Brutal and abrupt lockdown restrictions to curtail the spread of the coronavirus in March and April led to countless job losses and an internal migration crisis. On the supply end, based on the NSSO report for the first quarter, the gross value added (GVA) growth for all sectors except agriculture declined steeply. On the demand side, the two biggest engines of growth in India, consumption and investment, which accounted for over 88 percent of the total GDP, are faltering. Government spending, while increasing a little over this period, is nowhere able to compensate for the loss of demand. The Indian government simply lacks the capacity to spend its way out of this crisis.
Economist S. Subramanian proposes levying a 4 percent wealth tax on India’s 953 richest families, which would give the government the equivalent of 1 percent of India’s GDP to spend – greater than the financial package announced by the government to combat COVID-19 in April.
OXFAM reports that the cumulative wealth of just 63 rich people in India was greater than the entire Union government budget for 2018-2019. As an OXFAM report noted, “Billionaires’ fortunes increased by almost 10 times over a decade.”
One of the major reasons for India’s widening inequity is its tax policies, which already skewed toward favoring the rich over the poor. In the Union Budget of 2016-2017, the Narendra Modi government abolished the wealth tax that had been there since 1957. It was replaced by an extra 2 percent surcharge on those with taxable income over 10 million Indian rupees. Later, the government also rolled back this surcharge in 2019 for foreign and domestic investors. Additionally, base corporate taxes were reduced to 22 percent from 30 percent to attract investment.
With direct tax collections reduced, indirect taxes in terms of cesses, like the Swachh Bharat and Krishi Kalyan cess, and surcharges were raised to compensate for the loss in tax revenue – impacting the poor a lot more than the rich. The heavy reliance on increased indirect taxes has not made up for the direct tax revenue loss, leading to a rise in fiscal deficit beyond 4.5 percent of GDP in 2019-20. This partly explains the stagnation in public spending on education and health.

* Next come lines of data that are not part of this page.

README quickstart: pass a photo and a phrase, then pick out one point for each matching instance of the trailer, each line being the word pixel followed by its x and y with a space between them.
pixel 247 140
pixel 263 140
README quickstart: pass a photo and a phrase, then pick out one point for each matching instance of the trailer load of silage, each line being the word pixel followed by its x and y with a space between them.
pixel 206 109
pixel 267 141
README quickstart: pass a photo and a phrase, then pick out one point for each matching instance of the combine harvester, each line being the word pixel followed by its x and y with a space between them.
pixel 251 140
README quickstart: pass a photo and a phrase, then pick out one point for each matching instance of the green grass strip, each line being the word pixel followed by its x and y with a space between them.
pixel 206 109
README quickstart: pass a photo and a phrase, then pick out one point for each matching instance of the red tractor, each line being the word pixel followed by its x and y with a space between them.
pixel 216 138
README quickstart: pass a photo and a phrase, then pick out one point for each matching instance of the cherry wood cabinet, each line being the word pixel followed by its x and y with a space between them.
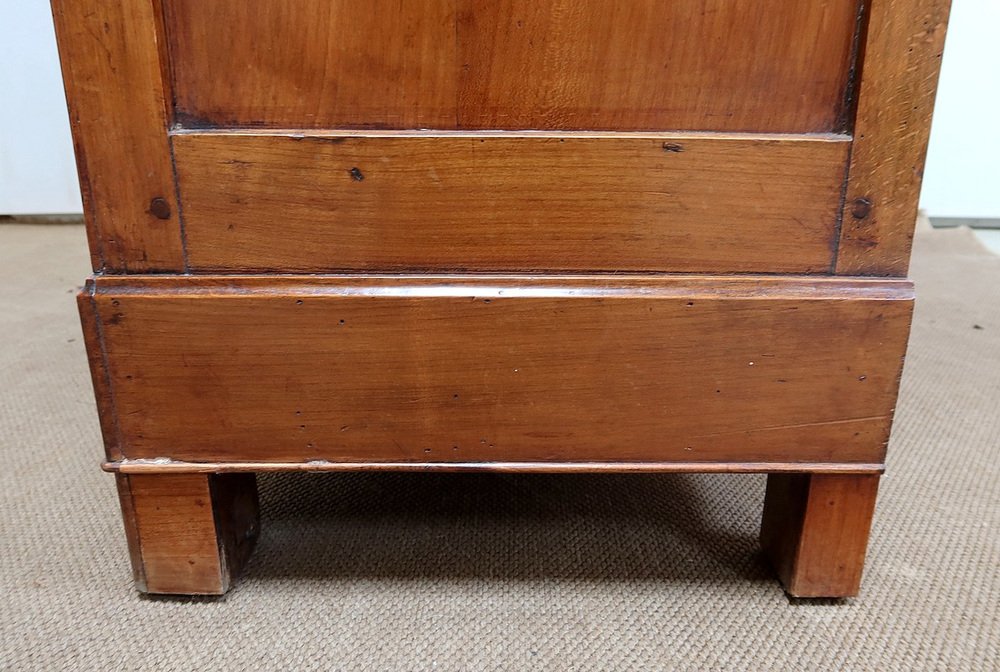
pixel 543 235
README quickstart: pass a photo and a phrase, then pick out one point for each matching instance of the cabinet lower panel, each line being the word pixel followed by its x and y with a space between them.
pixel 692 370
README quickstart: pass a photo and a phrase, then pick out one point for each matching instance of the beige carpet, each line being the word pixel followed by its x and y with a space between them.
pixel 482 572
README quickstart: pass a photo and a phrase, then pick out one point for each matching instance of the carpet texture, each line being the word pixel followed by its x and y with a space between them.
pixel 513 572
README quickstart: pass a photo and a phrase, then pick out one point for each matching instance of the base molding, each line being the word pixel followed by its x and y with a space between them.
pixel 167 466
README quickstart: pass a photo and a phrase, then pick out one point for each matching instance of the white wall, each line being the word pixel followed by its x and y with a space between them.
pixel 962 178
pixel 37 172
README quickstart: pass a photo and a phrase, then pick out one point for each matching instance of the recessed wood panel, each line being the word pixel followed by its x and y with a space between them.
pixel 488 202
pixel 760 65
pixel 465 369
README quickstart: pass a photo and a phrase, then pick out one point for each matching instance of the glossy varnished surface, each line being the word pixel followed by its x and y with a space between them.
pixel 506 369
pixel 118 112
pixel 763 65
pixel 558 202
pixel 905 39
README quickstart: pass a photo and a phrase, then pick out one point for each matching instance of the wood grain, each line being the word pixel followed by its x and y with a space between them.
pixel 188 533
pixel 117 103
pixel 587 369
pixel 314 63
pixel 764 65
pixel 902 59
pixel 815 529
pixel 168 466
pixel 487 202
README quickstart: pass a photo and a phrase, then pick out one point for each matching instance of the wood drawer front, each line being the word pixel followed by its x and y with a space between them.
pixel 557 202
pixel 480 369
pixel 752 65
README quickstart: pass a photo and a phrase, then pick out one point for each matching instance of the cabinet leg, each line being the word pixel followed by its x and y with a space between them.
pixel 188 534
pixel 815 531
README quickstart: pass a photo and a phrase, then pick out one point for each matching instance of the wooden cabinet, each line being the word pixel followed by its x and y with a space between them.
pixel 542 235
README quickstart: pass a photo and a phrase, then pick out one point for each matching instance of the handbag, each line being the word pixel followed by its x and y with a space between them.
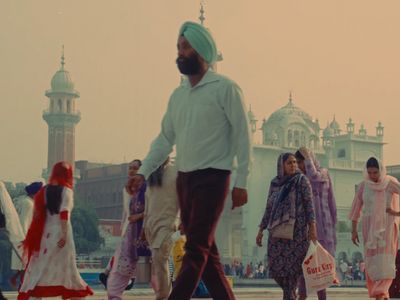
pixel 283 231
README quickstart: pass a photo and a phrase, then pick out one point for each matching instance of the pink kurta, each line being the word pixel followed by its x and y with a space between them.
pixel 379 232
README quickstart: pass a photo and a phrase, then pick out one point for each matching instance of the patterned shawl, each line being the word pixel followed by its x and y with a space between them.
pixel 283 195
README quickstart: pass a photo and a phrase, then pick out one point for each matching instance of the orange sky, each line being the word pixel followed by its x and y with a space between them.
pixel 338 57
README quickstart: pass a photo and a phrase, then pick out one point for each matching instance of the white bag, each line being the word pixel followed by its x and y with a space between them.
pixel 319 268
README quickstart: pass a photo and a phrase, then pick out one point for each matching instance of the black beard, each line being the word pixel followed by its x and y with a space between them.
pixel 188 65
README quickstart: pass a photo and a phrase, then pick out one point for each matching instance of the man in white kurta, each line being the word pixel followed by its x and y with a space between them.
pixel 24 207
pixel 160 222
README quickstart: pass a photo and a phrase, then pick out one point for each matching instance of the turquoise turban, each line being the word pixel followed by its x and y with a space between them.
pixel 201 40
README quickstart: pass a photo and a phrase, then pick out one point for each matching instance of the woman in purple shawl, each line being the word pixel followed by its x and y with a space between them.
pixel 132 246
pixel 324 205
pixel 289 202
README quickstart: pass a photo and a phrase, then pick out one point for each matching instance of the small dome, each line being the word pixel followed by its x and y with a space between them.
pixel 334 124
pixel 61 81
pixel 288 112
pixel 251 115
pixel 328 132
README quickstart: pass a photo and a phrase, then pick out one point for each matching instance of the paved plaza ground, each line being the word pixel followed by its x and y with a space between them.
pixel 241 294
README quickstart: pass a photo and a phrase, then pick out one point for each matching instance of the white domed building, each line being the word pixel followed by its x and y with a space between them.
pixel 344 153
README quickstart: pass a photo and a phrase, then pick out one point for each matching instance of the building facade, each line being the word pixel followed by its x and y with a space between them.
pixel 342 152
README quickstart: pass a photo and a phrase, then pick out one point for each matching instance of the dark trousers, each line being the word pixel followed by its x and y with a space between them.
pixel 202 197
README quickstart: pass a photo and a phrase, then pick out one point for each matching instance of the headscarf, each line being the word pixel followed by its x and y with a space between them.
pixel 283 196
pixel 33 188
pixel 61 175
pixel 379 217
pixel 201 40
pixel 13 225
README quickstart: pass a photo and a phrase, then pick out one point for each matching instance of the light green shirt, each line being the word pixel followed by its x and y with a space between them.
pixel 208 123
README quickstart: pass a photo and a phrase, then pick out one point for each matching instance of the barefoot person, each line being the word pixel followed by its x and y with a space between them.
pixel 378 200
pixel 206 120
pixel 49 244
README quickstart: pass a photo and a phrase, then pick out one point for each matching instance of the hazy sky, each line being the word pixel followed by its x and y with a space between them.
pixel 338 57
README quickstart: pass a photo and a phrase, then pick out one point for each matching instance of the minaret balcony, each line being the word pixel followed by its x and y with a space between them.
pixel 61 117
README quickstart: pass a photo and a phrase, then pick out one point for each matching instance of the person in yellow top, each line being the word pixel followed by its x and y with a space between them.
pixel 178 251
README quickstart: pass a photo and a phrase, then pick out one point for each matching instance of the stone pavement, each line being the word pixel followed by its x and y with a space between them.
pixel 241 294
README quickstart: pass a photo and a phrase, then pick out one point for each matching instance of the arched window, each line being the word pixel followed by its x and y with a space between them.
pixel 342 153
pixel 297 138
pixel 303 139
pixel 290 138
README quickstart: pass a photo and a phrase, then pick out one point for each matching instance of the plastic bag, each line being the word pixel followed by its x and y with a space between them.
pixel 319 268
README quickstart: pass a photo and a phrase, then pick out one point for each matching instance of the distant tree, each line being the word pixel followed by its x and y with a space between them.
pixel 85 225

Ila Patnaik and Rajeswari Sengupta estimate that tax revenues this year may decline by about 12.5 percent as a whole due to reduced economic activity during ongoing COVID-19 crisis. Government revenue through the Goods and Services Tax for August 2020 is already 12 percent less than that in August 2019. There is an urgent need for more government spending to reduce the tragic impact of this pandemic on millions of Indians and one effective way is to raise taxes on the few super rich — a COVID cess, as proposed by some in the Indian Revenue Service.

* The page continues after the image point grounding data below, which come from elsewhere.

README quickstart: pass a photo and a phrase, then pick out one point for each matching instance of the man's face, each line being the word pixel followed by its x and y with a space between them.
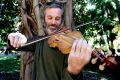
pixel 52 19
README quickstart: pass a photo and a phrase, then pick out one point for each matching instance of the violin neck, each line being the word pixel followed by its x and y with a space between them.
pixel 99 55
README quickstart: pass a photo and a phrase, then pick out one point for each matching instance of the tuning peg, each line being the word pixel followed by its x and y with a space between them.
pixel 94 60
pixel 102 67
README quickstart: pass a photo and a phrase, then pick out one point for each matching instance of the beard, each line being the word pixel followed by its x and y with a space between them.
pixel 52 29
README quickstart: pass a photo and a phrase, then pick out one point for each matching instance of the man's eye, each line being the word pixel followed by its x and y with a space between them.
pixel 49 17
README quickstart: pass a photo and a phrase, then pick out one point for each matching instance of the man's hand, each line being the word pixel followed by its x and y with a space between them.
pixel 17 39
pixel 79 56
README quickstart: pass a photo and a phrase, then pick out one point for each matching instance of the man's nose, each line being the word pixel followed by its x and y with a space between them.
pixel 53 22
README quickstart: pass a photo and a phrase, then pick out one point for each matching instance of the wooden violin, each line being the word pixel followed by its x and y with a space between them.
pixel 64 40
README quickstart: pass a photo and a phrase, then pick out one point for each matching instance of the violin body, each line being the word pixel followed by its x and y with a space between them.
pixel 64 40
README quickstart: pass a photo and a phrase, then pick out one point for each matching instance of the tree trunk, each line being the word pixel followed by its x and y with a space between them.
pixel 31 25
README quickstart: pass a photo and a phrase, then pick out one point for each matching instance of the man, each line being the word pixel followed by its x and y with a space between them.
pixel 49 63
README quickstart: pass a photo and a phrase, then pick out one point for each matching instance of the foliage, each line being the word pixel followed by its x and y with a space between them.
pixel 9 65
pixel 105 13
pixel 9 11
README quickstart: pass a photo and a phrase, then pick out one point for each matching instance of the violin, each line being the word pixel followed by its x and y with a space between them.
pixel 64 40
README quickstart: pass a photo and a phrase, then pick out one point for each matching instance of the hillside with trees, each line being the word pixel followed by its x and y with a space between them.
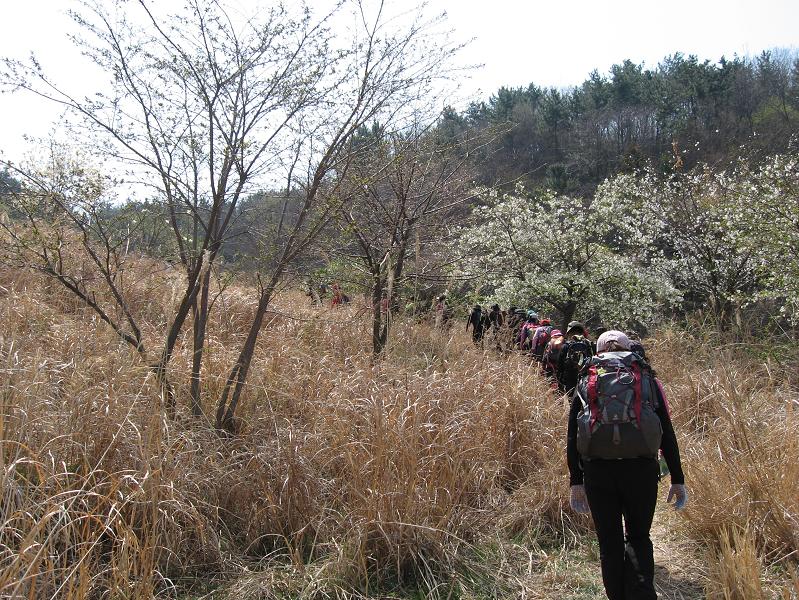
pixel 185 414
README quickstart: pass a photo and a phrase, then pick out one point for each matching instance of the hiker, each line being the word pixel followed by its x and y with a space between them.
pixel 441 311
pixel 477 321
pixel 618 421
pixel 339 297
pixel 495 322
pixel 312 292
pixel 574 355
pixel 549 361
pixel 541 338
pixel 524 340
pixel 636 345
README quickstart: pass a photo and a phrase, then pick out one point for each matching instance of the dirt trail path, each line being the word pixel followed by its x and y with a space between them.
pixel 678 567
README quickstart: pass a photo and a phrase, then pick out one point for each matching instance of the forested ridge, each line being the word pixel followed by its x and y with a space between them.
pixel 183 416
pixel 680 114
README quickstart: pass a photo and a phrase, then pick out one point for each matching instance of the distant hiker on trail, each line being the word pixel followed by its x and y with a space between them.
pixel 339 297
pixel 525 339
pixel 495 322
pixel 312 291
pixel 549 361
pixel 619 420
pixel 477 321
pixel 541 338
pixel 441 311
pixel 636 345
pixel 573 356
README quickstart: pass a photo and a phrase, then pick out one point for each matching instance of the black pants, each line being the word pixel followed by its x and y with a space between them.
pixel 625 488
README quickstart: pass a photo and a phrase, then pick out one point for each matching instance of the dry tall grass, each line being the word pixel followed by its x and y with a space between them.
pixel 737 410
pixel 350 474
pixel 348 477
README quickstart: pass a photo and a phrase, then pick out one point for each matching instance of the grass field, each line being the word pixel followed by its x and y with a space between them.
pixel 438 471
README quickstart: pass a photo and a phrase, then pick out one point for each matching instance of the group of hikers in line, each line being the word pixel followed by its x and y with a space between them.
pixel 619 434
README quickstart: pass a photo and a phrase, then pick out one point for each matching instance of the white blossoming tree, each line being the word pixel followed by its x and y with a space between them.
pixel 559 255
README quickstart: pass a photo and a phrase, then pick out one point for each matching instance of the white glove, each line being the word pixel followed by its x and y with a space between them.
pixel 577 499
pixel 678 492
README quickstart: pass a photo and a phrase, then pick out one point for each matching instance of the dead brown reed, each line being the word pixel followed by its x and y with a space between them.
pixel 349 477
pixel 737 419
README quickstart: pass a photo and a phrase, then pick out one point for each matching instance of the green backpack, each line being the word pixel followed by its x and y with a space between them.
pixel 618 418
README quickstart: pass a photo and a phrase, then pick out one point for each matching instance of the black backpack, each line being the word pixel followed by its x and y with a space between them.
pixel 578 352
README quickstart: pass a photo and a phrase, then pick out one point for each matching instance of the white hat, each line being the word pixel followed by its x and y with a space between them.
pixel 612 336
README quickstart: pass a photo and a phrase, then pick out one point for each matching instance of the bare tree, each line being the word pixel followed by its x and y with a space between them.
pixel 407 189
pixel 389 72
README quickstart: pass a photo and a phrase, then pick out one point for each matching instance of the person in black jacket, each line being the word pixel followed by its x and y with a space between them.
pixel 576 350
pixel 621 495
pixel 477 321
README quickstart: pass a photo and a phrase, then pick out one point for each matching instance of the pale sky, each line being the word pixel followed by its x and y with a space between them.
pixel 548 43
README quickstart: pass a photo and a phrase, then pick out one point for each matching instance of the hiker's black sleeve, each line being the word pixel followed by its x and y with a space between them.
pixel 560 366
pixel 668 444
pixel 572 457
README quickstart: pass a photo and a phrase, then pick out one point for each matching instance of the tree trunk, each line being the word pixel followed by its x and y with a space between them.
pixel 568 309
pixel 379 331
pixel 200 325
pixel 238 374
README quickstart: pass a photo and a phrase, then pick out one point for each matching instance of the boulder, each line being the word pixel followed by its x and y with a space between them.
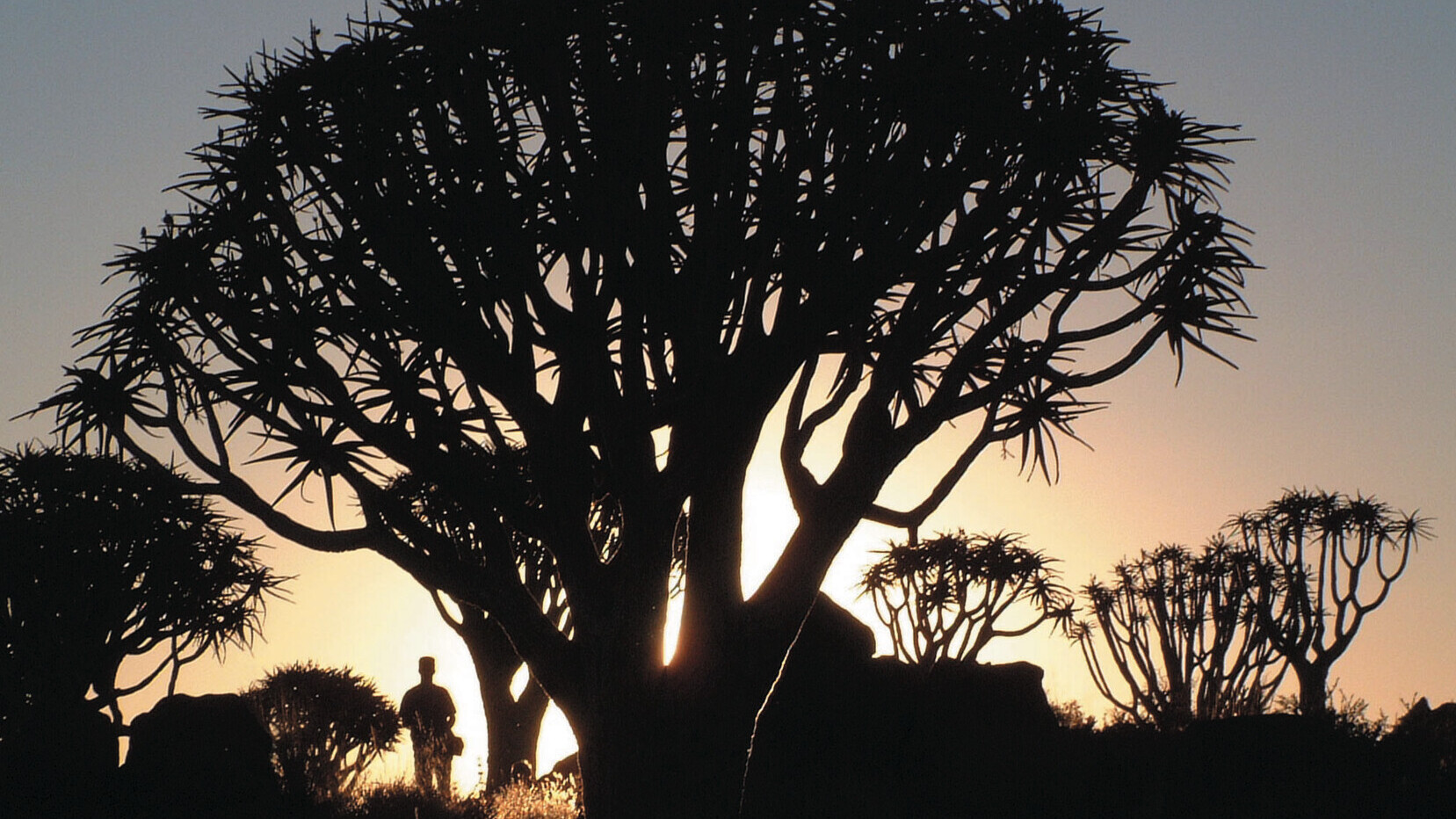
pixel 203 757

The stagnation in public spending on health care has become even more detrimental as the coronavirus pandemic ravages India, affecting over 4.5 million people, with India reporting more daily COVID-19 cases than any other country in the world at the end of August. India’s spending on public health care is among the lowest in the world. Almost 120 people every minute are being pushed into poverty in India because of health care costs, a situation worsened by the recent wave of health care privatization.

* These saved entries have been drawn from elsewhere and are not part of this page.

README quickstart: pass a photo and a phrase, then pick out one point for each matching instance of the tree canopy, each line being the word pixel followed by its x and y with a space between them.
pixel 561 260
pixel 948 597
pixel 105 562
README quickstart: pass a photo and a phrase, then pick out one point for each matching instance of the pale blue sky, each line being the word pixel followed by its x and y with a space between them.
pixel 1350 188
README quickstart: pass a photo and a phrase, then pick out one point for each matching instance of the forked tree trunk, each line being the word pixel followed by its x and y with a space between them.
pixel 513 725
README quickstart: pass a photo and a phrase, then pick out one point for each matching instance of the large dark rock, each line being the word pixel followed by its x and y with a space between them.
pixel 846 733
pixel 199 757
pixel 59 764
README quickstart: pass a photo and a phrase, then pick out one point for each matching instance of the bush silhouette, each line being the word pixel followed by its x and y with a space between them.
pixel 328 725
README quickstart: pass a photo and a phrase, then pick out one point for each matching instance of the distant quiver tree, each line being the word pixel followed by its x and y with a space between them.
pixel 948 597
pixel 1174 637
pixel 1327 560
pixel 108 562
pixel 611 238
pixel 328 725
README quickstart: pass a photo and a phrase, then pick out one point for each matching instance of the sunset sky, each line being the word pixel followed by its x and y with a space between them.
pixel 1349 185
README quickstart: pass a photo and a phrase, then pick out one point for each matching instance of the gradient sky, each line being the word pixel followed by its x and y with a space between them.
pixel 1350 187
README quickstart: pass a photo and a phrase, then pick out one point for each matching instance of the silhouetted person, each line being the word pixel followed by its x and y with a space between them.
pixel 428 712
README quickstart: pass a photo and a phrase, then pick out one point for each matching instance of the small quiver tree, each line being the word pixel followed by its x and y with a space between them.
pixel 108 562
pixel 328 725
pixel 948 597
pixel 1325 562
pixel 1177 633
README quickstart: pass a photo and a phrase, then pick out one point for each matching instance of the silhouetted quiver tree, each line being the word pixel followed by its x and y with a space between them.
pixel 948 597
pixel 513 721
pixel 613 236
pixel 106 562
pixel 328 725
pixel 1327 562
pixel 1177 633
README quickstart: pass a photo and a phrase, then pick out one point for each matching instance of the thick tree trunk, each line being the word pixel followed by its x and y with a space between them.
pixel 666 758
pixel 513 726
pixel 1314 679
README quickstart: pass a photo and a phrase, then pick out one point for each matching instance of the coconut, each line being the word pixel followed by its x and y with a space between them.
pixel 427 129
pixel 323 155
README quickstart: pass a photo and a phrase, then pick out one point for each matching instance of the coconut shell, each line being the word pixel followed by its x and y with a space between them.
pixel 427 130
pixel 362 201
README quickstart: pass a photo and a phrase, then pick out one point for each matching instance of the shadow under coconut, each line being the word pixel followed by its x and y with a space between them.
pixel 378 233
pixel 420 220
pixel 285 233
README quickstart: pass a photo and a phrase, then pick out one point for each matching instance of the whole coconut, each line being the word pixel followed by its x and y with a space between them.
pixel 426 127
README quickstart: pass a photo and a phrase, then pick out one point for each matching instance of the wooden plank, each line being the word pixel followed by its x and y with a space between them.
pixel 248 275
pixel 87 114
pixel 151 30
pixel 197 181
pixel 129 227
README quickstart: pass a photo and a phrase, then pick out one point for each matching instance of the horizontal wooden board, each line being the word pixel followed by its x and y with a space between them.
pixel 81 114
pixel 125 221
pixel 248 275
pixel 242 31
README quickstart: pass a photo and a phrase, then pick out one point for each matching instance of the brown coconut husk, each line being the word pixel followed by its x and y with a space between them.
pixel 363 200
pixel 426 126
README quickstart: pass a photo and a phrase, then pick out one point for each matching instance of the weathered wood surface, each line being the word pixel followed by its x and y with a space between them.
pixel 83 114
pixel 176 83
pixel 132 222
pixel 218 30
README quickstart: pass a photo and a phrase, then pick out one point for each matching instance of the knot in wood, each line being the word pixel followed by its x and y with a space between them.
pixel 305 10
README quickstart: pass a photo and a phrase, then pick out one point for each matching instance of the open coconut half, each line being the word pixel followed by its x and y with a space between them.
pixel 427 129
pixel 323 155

India’s most vulnerable are moving from poverty to hunger. In 2019, 14.5 percent of India’s population — 195 million people – were malnourished, largely due to extreme inequality. An OXFAM India survey found that half of the rural households were having to cut back on their meals five weeks after the Indian government instituted a 21-day lockdown.
The World Bank has noted that India is at risk of losing many of its hard-won gains against poverty. In its 2020 India Development Update in July, the World Bank noted that half of India’s population is vulnerable with “consumption levels precariously close” to the poverty line.
Meanwhile, the Indian rich continue to become obscenely richer.